The study published in the Journal of Clinical Endocrinology & Metabolism, found that routine sleep changes – like waking up early during the week – may increase the risk for metabolic health problems such as heart disease, diabetes and obesity.
Earlier research has already established that sleep interruption can cause negative health problems. A study reported by Medical News Today earlier this year, for example, found that those who work shifts – whose circadian rhythms are often disrupted because of irregular working hours – are at higher risk for bad metabolic health.
However, the team involved in this newest research – including Patricia Wong of the University of Pittsburgh – states that their study is the first to illustrate that even small disruptions to sleep schedules among working, healthy adults can harm metabolic health.
In order to get to their findings, Wong and colleagues examined data of 447 adults aged between 30 and 54 who were part of the Adult Health and Behavior Project Phase 2 Study. Volunteers worked a minimum of 25 hours a week outside of their home.
Participants had to wear a wristband that measured sleep movement and activity for 24 hours each day for one week.
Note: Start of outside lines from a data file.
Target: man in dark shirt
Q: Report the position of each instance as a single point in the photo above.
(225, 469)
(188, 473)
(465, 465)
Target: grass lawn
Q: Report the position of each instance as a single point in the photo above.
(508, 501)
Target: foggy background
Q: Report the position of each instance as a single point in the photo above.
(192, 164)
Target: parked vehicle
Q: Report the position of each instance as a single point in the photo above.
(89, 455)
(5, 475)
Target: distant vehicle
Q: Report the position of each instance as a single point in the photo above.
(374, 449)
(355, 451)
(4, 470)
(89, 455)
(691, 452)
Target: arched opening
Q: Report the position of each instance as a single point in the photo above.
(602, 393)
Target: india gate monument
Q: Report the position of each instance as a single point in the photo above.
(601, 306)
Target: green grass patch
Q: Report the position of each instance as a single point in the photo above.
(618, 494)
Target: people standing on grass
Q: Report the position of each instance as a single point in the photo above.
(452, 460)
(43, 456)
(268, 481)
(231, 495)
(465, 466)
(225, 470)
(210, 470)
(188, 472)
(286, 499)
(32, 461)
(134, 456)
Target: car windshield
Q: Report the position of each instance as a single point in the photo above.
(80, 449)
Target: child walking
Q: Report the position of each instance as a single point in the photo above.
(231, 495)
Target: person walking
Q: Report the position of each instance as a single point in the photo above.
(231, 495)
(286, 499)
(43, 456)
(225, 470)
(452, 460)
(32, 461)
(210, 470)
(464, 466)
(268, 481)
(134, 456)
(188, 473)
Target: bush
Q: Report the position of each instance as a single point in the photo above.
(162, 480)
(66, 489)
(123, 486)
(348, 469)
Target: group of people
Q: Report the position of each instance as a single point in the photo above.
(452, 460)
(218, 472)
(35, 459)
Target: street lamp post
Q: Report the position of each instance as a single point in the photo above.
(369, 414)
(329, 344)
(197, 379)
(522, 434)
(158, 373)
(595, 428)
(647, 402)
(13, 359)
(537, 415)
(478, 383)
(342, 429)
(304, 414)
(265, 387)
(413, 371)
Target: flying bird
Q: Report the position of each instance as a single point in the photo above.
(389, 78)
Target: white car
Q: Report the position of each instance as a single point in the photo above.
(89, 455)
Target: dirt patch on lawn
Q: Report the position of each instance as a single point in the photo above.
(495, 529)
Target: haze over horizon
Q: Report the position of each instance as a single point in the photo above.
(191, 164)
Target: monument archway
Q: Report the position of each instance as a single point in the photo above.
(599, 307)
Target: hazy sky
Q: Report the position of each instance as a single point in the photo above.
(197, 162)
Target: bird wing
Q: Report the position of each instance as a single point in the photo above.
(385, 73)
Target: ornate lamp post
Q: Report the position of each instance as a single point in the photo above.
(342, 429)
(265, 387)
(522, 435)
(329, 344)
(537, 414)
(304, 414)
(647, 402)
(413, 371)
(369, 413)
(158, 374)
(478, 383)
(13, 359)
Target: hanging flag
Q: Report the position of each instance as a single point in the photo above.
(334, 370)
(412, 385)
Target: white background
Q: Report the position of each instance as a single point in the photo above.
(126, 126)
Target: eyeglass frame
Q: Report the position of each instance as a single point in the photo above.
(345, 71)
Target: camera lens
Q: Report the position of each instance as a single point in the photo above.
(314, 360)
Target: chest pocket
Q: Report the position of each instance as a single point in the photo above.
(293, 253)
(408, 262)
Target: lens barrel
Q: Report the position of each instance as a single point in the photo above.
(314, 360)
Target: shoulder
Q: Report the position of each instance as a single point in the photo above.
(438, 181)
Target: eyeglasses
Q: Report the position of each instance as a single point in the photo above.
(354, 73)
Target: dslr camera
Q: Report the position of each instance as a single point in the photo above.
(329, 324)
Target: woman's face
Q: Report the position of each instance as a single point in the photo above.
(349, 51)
They also filled out a questionnaire detailing the exercise and diet habits.
The researchers found that participants who had a larger shift between their sleep schedules on non-working and working days – also known as “social jet lag” – were more probable to have higher fasting insulin levels and greater insulin resistance, higher body mass index (BMI), larger waist circumference and poor cholesterol levels, compared with those who had less social jet lag.
Wong noted that these metabolic health changes can partly cause development of cardiovascular disease, diabetes and obesity.
The research team states that their results were the same even after taking subjects’ other sleep behaviors, physical activity and diet into account.
Wong states that if potential studies recreate what they discovered, then we may need to think about how social obligation and modern work are affecting our metabolic health and sleep.